Molecular tests can identify with relatively high sensitivity and excellent specificity T. congolense, T. vivax and Trypanozoon taxa. However, within Trypanozoon, no single test is able to identify each taxon unequivocally. On the other hand, for the purpose of international movement of horses, it seems sufficient to use a combination of genus- and subgenus-specific molecular tests. As qPCR is becoming the standard now, the conventional PCR tests might be transformed into qPCR to improve standardisation and sensitivity. In any case, given the usually low parasitaemia in clinically healthy, yet infected, equines, the negative predictive value of molecular tests is inherently low.

Regarding serological tests, improvements are possible with respect to test format and antigens. CFT and IFAT should be replaced by techniques that are less complex and easier to standardise, such as ELISA for high throughput or immunochromatography for individual testing. Important to keep in mind, however, is the market failure that prevents commercial companies to invest in the development of such tests.
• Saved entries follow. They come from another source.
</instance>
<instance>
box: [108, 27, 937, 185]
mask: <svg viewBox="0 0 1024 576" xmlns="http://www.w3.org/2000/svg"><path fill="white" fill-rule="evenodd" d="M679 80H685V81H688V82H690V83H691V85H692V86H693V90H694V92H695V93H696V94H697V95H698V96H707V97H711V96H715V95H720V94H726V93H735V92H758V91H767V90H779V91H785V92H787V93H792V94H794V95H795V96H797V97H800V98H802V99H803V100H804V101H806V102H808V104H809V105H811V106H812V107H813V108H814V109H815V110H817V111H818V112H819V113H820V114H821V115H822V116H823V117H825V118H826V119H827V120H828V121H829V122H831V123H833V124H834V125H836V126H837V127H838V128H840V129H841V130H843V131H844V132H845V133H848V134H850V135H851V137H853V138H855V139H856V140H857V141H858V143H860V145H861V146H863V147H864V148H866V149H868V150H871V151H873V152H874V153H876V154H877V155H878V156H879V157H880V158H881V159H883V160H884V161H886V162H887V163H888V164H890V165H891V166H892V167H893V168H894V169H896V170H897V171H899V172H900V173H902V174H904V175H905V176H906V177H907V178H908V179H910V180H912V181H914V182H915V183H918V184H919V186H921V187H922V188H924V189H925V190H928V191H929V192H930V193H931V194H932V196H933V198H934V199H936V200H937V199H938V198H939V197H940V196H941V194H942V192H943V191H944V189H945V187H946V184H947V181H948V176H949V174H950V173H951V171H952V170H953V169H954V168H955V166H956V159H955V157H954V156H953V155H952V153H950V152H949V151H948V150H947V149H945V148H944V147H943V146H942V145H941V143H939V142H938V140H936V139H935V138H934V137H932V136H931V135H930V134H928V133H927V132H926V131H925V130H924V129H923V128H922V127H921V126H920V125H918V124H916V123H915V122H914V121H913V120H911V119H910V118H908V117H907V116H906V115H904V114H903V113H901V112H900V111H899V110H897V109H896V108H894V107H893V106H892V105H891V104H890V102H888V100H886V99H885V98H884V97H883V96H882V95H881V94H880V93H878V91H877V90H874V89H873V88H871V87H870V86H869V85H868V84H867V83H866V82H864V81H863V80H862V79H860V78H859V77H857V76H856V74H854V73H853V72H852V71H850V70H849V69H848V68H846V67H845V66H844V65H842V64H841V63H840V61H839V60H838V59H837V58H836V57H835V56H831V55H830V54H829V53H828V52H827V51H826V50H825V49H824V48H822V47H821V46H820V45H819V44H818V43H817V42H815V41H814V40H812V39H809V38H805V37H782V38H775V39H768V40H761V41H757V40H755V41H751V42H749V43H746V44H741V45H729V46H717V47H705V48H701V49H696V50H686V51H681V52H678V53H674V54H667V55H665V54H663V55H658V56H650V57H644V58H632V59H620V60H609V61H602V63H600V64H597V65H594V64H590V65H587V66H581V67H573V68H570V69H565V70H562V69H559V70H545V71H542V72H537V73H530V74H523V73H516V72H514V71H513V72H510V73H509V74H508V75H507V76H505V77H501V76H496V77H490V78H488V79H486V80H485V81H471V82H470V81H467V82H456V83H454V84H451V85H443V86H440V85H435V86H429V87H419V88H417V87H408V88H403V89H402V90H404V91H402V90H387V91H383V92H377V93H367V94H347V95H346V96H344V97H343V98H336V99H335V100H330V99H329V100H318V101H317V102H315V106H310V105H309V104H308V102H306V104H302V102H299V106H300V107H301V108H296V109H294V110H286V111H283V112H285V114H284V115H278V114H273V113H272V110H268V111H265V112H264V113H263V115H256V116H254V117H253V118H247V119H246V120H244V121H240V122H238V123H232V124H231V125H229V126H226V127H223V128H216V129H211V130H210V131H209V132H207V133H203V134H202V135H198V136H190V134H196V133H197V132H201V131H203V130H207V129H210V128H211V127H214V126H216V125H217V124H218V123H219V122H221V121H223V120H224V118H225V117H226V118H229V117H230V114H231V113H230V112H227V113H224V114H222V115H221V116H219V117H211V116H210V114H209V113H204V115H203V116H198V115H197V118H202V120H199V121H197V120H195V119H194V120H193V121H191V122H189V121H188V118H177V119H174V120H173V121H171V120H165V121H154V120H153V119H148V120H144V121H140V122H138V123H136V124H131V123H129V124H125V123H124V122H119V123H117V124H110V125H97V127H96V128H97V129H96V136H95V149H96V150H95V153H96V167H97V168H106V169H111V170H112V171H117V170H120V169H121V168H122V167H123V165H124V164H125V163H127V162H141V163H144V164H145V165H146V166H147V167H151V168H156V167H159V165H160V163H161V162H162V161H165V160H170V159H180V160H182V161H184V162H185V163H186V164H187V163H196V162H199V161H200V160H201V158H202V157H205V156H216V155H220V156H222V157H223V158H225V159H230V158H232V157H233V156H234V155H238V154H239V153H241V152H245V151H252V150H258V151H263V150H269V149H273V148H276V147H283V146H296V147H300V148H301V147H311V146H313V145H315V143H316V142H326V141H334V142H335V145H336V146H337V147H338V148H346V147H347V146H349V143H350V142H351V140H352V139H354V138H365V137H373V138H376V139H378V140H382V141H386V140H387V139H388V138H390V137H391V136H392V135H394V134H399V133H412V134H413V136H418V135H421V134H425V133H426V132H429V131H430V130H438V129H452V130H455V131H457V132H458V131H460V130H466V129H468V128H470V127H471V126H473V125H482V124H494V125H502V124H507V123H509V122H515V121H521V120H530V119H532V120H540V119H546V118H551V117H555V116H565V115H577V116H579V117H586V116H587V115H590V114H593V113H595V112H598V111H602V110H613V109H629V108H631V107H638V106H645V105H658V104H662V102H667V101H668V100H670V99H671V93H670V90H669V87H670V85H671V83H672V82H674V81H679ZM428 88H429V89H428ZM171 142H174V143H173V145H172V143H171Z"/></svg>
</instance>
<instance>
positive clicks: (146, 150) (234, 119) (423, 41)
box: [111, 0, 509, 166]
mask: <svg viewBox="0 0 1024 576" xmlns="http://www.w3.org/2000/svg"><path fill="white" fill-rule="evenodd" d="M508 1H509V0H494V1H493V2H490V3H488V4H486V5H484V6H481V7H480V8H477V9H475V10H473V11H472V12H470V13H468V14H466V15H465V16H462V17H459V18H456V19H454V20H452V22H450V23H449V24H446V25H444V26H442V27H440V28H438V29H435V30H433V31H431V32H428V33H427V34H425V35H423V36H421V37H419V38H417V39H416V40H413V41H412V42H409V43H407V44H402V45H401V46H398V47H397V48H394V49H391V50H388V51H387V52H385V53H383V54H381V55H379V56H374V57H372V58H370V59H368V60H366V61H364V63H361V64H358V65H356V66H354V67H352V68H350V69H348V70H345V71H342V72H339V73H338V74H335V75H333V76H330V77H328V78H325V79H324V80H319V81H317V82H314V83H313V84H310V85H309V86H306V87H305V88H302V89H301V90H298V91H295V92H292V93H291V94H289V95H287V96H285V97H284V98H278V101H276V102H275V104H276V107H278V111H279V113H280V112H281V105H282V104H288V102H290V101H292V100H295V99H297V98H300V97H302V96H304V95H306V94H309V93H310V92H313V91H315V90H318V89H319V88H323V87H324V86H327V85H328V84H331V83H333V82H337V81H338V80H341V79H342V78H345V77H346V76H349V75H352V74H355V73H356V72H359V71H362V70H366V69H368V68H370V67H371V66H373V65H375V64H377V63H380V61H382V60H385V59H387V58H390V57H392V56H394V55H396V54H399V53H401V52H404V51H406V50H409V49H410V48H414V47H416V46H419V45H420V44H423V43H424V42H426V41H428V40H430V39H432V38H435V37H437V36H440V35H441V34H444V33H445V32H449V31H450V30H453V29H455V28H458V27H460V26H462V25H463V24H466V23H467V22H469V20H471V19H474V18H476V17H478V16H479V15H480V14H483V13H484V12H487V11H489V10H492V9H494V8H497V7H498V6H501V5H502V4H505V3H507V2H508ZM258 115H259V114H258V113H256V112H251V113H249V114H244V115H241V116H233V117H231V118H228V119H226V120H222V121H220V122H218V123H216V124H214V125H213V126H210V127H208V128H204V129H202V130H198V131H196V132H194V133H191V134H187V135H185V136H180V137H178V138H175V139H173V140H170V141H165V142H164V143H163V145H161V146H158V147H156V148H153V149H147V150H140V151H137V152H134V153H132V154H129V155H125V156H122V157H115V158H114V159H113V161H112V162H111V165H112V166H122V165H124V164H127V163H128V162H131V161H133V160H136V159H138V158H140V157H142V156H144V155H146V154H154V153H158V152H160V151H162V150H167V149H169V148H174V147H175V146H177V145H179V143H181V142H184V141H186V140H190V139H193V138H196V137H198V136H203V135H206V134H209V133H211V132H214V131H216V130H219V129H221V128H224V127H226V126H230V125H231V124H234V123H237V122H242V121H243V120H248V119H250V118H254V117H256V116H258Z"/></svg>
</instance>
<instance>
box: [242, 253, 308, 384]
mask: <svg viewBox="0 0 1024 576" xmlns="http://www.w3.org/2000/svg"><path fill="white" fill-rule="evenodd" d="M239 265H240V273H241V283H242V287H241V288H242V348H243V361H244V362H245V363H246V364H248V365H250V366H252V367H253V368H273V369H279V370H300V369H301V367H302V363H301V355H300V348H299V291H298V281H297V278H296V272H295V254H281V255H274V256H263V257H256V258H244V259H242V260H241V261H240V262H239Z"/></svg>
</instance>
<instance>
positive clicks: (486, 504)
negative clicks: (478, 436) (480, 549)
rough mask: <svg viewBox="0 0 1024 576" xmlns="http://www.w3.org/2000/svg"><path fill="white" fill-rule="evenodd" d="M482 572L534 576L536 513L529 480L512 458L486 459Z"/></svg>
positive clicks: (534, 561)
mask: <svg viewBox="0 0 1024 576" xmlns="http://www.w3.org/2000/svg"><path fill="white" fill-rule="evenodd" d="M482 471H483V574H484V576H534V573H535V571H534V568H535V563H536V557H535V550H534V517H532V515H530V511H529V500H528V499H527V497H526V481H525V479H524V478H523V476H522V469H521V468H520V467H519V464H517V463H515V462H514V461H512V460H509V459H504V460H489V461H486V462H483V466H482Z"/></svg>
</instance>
The diagnostic specificity of antibody detection tests is largely defined by the antigen preparation. Therefore, the use of crude antigen preparations should be discouraged, and initiatives to replace them with recombinant or synthetic peptides should be supported. For T. congolense and T. vivax, recombinant fragments of respectively Cathepsin B1 and the cytoskeleton associated protein GM6 are used in the VeryDiag test [74]. Also, recombinant T. vivax Cathepsin L has some diagnostic potential [75]. For the species of subgenus Trypanozoon, many common proteins have already been expressed as recombinant antigens with proven diagnostic potential, in particular the invariant surface glycoproteins 65 and 75 (ISG65, ISG75), the cytoskeleton associated protein GM6 and, more recently, a T. equiperdum protein that exhibits homology with the regulatory subunit of mammalian cAMP-dependent protein kinases [76,77,78,79,80,81,82,83,84,85,86]. None of them, however, have been evaluated for their diagnostic accuracy in Trypanozoon infections in general, irrespective of the infecting trypanosome species and geographical origin. In case there is a need to detect T. evansi type A specific antibodies, a recombinant fragment of VSG RoTat 1.2, expressed in different systems, has shown its diagnostic potential [80, 87,88,89].

Conclusions

To address the limitations of the current diagnostics for equine trypanosomosis we recommend not to aim for the distinction between taxa within the subgenus Trypanozoon. We propose to conduct studies into (i) improved molecular tests with the highest possible sensitivity; and (ii) improved serological tests with the highest possible specificity. For the proper evaluation of these diagnostics, it will be necessary to establish a panel of representative trypanosome strains, and their corresponding DNA/RNA, as well as a panel of biological specimens (serum/plasma/blood) from horses naturally or experimentally infected with T. vivax, T. congolense and representative Trypanozoon taxa.